[CLN-list] pow() versus floating-point numbers

Alexei Sheplyakov alexei.sheplyakov at gmail.com
Fri Jan 14 19:04:32 CET 2011


Hello,

On Fri, Jan 14, 2011 at 09:40:23AM +0100, Franck Sabatié wrote:

> I have a hard time seeing how to best implement the following : I have a
> complicated equation of 4 variables that I need evaluated with a certain
> number of digits in precision (30 or so) :
> 
> dummy = (15/4)*(1/(pow(xi,5)*(1+i-k)*(2+i-k)*(3+i-k)*(4+i-k)*(5+i-k)))*(
> ( (3*pow(3+i-k,2)-(1+i-k)*(5+i-k))*pow(xi*xi-xb,2)
> -2*(2+i-k)*(4+i-k)*(1-xi*xi)*(xb*xb-xi*xi) ) * ( pow((xb+xi)/(1+xi),3+i-k)-
> pow((xb-xi)/(1-xi),3+i-k) ) +
> 6*(3+i-k)*xi*(1-xb)*(xi*xi-xb)*(pow((xb+xi)/(1+xi),3+i-k)+
> pow((xb-xi)/(1-xi),3+i-k)) );
> 
> 
> where the variables are i, k, xb and xi. Although most of the equation is
> relatively easy to implement in CLN, I have a hard time figuring out how to
> deal with the "pow".

Replace pow(xi, 5) with expt(xi, 5), and so on.

> There appears to be no such exponant function for floats ?

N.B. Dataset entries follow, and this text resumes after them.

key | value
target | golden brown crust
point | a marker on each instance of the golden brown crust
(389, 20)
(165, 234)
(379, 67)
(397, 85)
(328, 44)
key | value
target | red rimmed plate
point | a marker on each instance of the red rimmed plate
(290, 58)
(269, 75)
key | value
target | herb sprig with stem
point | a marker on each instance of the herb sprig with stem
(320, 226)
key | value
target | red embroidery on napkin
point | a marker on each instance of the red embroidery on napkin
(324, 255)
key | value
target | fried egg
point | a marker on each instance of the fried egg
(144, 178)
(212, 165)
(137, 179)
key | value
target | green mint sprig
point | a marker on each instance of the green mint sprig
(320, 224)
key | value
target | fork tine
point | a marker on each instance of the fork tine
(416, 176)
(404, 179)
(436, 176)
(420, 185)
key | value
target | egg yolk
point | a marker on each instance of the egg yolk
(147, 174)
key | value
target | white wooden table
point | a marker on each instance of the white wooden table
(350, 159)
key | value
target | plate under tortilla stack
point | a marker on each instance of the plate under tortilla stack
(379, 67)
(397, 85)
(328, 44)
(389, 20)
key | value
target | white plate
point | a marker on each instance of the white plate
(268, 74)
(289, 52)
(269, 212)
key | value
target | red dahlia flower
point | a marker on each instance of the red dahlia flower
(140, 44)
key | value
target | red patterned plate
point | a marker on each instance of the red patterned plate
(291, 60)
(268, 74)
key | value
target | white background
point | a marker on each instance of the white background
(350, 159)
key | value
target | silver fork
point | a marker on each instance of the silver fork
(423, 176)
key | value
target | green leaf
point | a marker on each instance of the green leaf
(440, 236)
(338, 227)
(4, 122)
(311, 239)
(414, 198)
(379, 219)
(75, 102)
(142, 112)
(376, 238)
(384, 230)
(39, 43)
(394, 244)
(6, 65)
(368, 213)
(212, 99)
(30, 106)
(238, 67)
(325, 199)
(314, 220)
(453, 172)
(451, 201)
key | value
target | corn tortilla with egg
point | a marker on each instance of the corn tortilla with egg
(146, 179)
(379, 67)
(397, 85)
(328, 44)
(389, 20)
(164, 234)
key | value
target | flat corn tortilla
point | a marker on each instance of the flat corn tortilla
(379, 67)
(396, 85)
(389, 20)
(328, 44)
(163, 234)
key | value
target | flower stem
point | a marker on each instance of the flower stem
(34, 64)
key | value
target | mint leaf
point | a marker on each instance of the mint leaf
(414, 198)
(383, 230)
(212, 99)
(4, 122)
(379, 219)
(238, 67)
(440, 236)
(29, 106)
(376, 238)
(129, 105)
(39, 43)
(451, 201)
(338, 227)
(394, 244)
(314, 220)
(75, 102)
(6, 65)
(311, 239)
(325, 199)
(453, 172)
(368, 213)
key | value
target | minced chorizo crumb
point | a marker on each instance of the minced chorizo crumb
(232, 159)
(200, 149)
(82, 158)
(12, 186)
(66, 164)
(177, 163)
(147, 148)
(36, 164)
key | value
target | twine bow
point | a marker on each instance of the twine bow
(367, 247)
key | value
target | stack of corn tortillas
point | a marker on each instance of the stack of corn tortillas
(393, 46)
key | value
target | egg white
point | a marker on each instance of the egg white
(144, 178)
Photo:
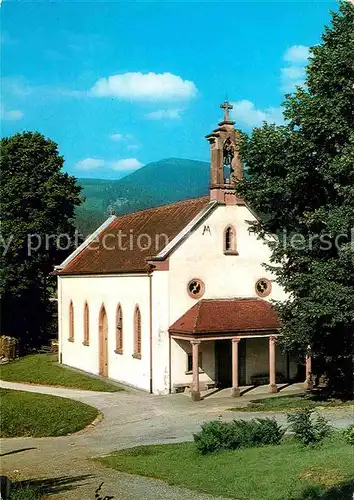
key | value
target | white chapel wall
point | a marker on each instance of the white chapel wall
(202, 256)
(107, 290)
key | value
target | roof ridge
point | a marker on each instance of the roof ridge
(180, 202)
(233, 298)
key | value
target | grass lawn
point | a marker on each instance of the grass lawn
(284, 472)
(285, 403)
(38, 415)
(44, 369)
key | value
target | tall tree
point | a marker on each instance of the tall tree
(37, 205)
(301, 175)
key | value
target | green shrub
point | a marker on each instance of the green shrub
(217, 435)
(349, 434)
(306, 429)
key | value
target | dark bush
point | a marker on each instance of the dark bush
(217, 435)
(306, 429)
(349, 434)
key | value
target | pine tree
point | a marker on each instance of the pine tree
(301, 176)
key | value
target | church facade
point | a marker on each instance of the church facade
(176, 297)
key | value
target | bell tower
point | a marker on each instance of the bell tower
(226, 165)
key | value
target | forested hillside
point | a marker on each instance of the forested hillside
(155, 184)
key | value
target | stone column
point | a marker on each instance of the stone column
(308, 381)
(195, 392)
(235, 391)
(272, 367)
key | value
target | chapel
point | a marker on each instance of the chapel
(176, 298)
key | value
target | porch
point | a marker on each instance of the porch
(230, 343)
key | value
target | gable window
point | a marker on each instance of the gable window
(263, 287)
(71, 322)
(230, 247)
(119, 330)
(86, 324)
(137, 333)
(190, 362)
(196, 288)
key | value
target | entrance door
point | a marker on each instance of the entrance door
(223, 363)
(103, 343)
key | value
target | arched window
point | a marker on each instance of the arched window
(71, 322)
(230, 247)
(137, 333)
(86, 325)
(119, 330)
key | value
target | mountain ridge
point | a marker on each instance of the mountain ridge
(157, 183)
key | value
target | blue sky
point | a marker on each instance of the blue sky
(120, 84)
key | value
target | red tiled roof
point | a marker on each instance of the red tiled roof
(167, 220)
(210, 316)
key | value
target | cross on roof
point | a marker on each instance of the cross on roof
(226, 106)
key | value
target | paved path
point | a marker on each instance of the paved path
(131, 418)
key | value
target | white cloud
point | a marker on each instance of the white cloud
(116, 137)
(90, 164)
(297, 54)
(145, 86)
(126, 164)
(10, 114)
(164, 114)
(294, 74)
(246, 113)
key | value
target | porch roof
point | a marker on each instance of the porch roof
(227, 316)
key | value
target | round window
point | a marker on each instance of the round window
(263, 287)
(196, 288)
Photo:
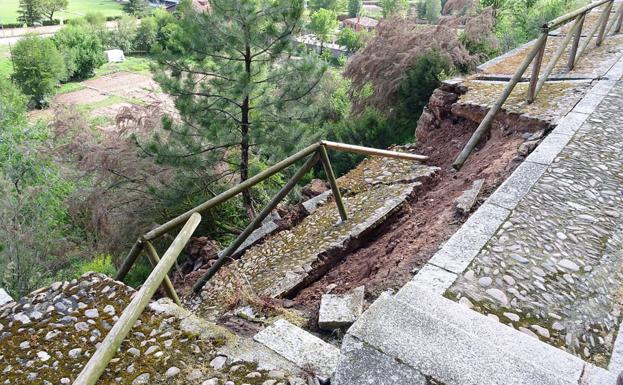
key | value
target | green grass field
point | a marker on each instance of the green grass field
(8, 9)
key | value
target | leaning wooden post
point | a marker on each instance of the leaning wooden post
(576, 42)
(619, 20)
(257, 222)
(559, 51)
(106, 351)
(536, 68)
(152, 254)
(589, 37)
(326, 163)
(130, 259)
(604, 23)
(485, 125)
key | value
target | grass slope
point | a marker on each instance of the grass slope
(8, 9)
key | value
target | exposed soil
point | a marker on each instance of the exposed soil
(409, 239)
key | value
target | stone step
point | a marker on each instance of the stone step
(306, 351)
(455, 346)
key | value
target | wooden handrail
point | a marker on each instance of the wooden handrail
(535, 55)
(106, 351)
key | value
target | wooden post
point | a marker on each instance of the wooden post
(272, 170)
(559, 51)
(257, 221)
(371, 151)
(106, 351)
(326, 163)
(152, 254)
(130, 259)
(617, 26)
(485, 125)
(536, 69)
(589, 37)
(576, 42)
(604, 23)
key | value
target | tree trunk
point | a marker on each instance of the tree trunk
(244, 142)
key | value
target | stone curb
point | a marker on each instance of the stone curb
(458, 252)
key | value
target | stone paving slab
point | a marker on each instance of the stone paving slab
(553, 269)
(300, 347)
(444, 351)
(288, 260)
(361, 364)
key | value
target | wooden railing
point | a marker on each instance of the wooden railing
(535, 57)
(318, 151)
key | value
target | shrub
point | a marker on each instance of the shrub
(39, 67)
(82, 49)
(51, 22)
(123, 36)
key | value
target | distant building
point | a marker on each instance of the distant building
(361, 23)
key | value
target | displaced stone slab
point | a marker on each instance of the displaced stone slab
(340, 310)
(5, 297)
(555, 100)
(549, 149)
(443, 351)
(292, 258)
(492, 331)
(436, 279)
(553, 269)
(458, 252)
(570, 123)
(360, 364)
(517, 185)
(468, 199)
(300, 347)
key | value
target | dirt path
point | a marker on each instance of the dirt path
(412, 236)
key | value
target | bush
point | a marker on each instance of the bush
(39, 68)
(51, 22)
(123, 36)
(82, 49)
(12, 25)
(146, 34)
(419, 82)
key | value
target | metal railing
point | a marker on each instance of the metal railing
(159, 276)
(535, 57)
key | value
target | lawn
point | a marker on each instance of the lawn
(8, 9)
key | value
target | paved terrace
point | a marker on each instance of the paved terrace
(529, 290)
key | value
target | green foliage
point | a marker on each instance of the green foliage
(137, 8)
(82, 48)
(49, 7)
(323, 23)
(337, 6)
(99, 264)
(394, 7)
(432, 10)
(39, 67)
(420, 80)
(519, 21)
(123, 37)
(351, 39)
(354, 7)
(29, 11)
(241, 98)
(96, 19)
(32, 212)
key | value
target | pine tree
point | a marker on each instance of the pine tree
(136, 7)
(29, 11)
(354, 7)
(239, 84)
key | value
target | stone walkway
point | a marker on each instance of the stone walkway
(280, 265)
(553, 269)
(529, 290)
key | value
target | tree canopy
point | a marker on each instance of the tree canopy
(244, 88)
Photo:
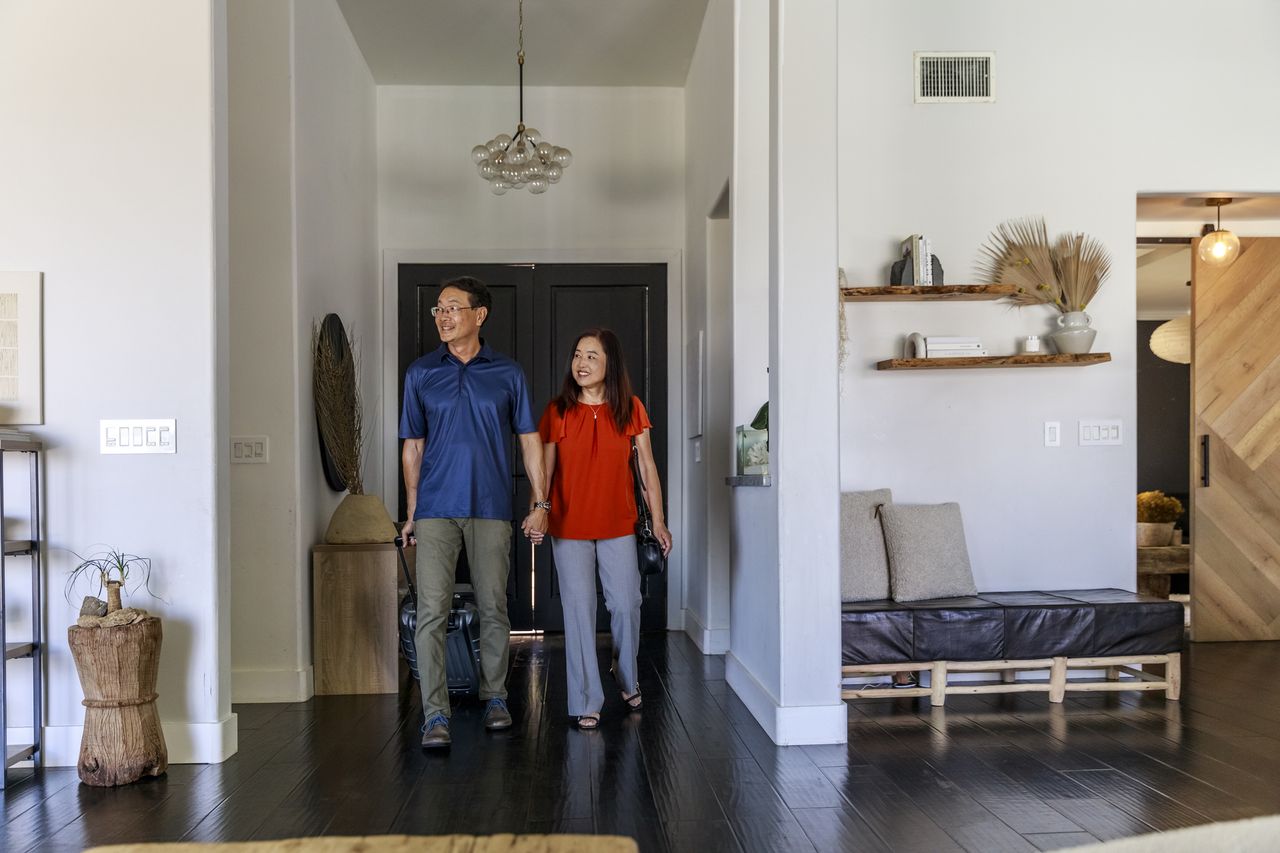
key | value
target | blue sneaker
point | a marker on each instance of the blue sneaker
(496, 715)
(435, 733)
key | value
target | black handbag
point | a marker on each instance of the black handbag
(649, 557)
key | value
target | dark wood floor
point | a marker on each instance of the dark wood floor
(695, 772)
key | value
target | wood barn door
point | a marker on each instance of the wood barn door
(538, 313)
(1235, 446)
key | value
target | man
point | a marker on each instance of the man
(461, 402)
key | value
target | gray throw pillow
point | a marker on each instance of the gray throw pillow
(863, 564)
(927, 555)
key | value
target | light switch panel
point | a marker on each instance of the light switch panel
(251, 450)
(1101, 432)
(138, 436)
(1052, 433)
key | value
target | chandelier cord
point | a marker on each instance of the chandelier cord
(520, 62)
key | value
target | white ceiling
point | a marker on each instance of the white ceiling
(1183, 208)
(567, 42)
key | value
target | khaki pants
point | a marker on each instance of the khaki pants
(488, 543)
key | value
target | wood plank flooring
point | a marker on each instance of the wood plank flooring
(695, 772)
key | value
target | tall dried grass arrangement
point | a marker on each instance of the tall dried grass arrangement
(338, 411)
(1065, 273)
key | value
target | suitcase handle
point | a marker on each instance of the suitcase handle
(408, 578)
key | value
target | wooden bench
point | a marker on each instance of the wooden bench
(1004, 634)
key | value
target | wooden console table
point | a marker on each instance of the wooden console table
(355, 611)
(1156, 565)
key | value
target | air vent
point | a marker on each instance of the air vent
(954, 77)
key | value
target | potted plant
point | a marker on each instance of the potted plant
(1156, 516)
(360, 519)
(117, 653)
(1064, 273)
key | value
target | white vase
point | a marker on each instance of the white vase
(1073, 334)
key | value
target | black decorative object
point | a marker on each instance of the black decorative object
(901, 272)
(336, 334)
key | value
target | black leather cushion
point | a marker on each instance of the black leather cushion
(876, 637)
(1043, 625)
(1011, 625)
(1125, 623)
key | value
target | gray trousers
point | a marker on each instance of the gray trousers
(575, 565)
(488, 544)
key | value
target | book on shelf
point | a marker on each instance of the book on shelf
(919, 261)
(936, 340)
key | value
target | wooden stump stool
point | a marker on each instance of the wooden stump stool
(118, 667)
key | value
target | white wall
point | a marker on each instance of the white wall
(708, 309)
(265, 571)
(1068, 140)
(336, 220)
(304, 245)
(110, 160)
(790, 682)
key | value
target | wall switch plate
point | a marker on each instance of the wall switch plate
(251, 450)
(1095, 433)
(138, 436)
(1052, 433)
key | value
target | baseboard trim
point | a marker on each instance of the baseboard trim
(709, 641)
(188, 743)
(273, 685)
(786, 725)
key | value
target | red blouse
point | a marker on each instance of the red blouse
(593, 492)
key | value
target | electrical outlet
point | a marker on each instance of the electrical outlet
(251, 450)
(146, 436)
(1052, 433)
(1095, 433)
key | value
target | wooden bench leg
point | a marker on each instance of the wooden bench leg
(1057, 680)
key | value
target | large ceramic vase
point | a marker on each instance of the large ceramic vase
(1073, 334)
(360, 519)
(117, 667)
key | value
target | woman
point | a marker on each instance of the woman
(586, 434)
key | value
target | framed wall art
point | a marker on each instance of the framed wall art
(22, 400)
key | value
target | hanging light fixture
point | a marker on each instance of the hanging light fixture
(1219, 247)
(522, 159)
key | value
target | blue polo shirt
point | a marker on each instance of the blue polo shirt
(466, 413)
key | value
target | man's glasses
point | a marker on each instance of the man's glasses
(452, 310)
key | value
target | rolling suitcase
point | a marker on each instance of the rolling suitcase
(461, 638)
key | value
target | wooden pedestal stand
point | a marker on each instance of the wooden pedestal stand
(118, 667)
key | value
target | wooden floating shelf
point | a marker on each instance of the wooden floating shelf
(952, 292)
(996, 361)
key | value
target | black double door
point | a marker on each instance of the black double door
(538, 311)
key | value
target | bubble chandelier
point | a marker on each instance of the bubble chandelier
(524, 159)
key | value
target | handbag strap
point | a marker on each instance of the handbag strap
(641, 505)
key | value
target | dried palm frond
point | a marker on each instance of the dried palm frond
(1065, 273)
(338, 411)
(1084, 264)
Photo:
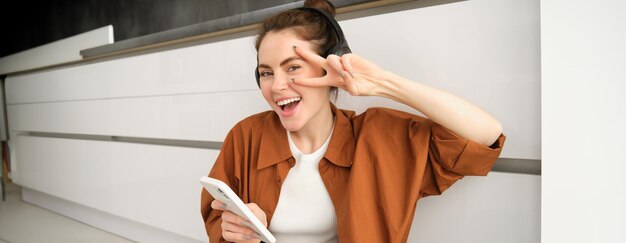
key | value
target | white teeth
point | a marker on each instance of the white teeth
(287, 101)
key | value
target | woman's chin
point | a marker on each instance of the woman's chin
(292, 126)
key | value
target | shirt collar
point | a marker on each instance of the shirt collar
(274, 147)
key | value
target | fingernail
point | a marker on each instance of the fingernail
(246, 223)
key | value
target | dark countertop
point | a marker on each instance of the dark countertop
(217, 25)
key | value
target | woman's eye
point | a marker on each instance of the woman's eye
(265, 73)
(293, 68)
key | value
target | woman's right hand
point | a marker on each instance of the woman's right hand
(238, 229)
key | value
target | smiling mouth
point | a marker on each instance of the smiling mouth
(289, 104)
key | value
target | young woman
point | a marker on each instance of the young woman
(315, 173)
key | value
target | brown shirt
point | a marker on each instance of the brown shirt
(378, 164)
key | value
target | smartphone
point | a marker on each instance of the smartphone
(222, 192)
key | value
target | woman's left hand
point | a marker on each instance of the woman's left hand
(349, 72)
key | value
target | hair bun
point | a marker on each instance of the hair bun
(323, 5)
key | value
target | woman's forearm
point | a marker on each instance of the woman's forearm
(450, 111)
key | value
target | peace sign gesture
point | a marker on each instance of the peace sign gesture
(349, 72)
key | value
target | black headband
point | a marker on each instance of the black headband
(339, 49)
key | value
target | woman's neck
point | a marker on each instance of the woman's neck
(313, 134)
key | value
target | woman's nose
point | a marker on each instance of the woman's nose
(281, 82)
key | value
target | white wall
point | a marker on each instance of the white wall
(583, 116)
(486, 51)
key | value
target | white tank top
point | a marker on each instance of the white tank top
(305, 212)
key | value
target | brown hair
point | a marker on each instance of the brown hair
(307, 25)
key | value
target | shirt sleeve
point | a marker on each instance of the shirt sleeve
(451, 157)
(223, 169)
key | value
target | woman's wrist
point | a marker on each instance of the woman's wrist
(391, 86)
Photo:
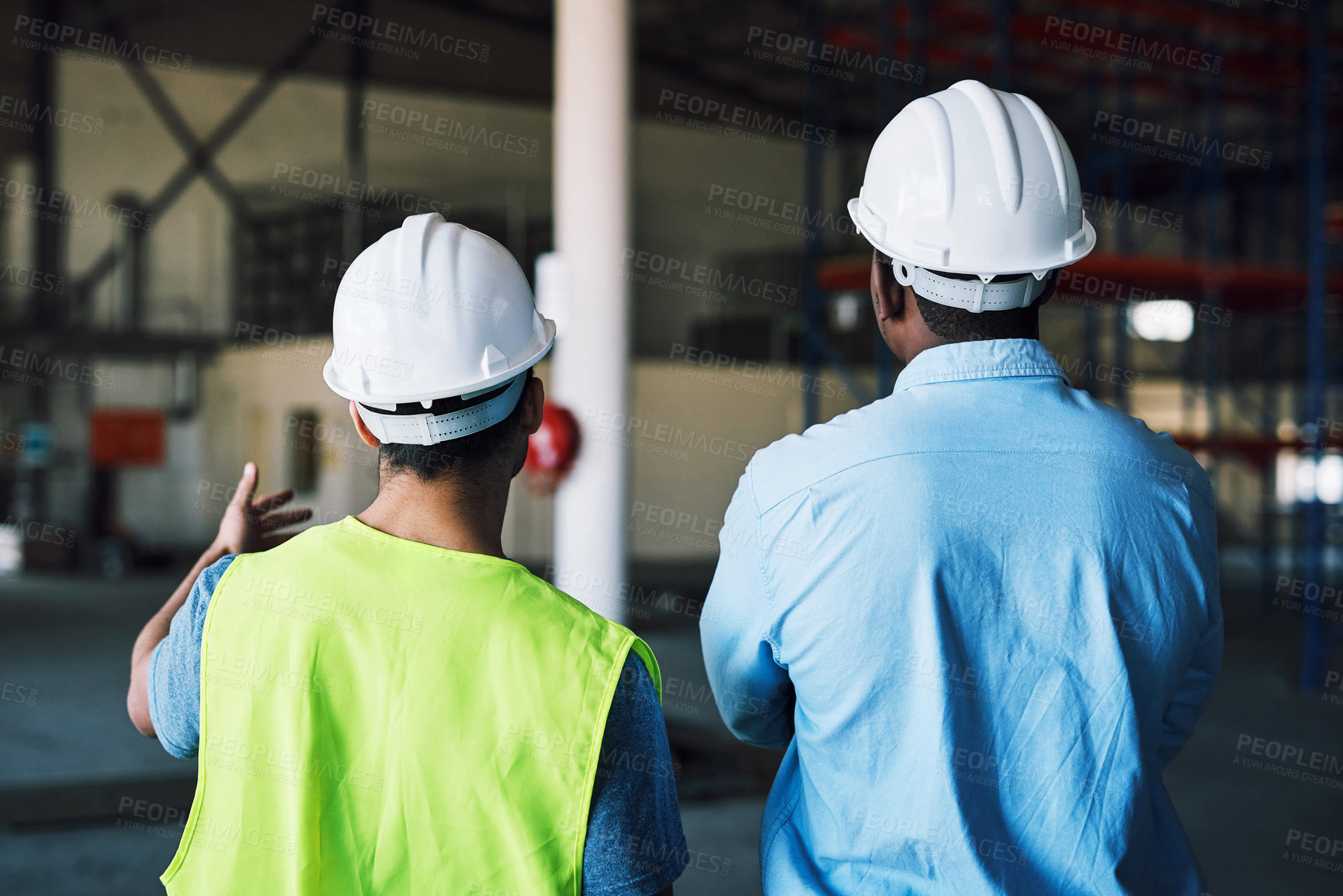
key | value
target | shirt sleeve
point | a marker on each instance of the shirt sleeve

cl_R expt(const cl_R&, const cl_I&);
cl_N expt(const cl_N&, const cl_I&);
cl_N expt(const cl_N&, const cl_N&);

> Also, it is still unclear to me how to enter this equation painlessly
> into my code. Do I have to put cl_float(1,30) when I use 1 for
> instance? (same for other numbers).

That depends. For instance, it's not necessary to convert (integer) exponents
to floating-point numbers. And it's necessary to do something about (15/4),
i.e. convert it either to floating-point number (cl_float(15, xi)/4),
or rational one (cl_RA(15)/4).

BTW, 30 in cl_float(1, 30) stands for the number of *binary* digits.
I guess this is not what you want. Perhaps you mean cl_float(1, xi),
that is, the floating-point number 1 of the same precision as xi.

> Should I evaluate this in floating precision or with "real numbers" ?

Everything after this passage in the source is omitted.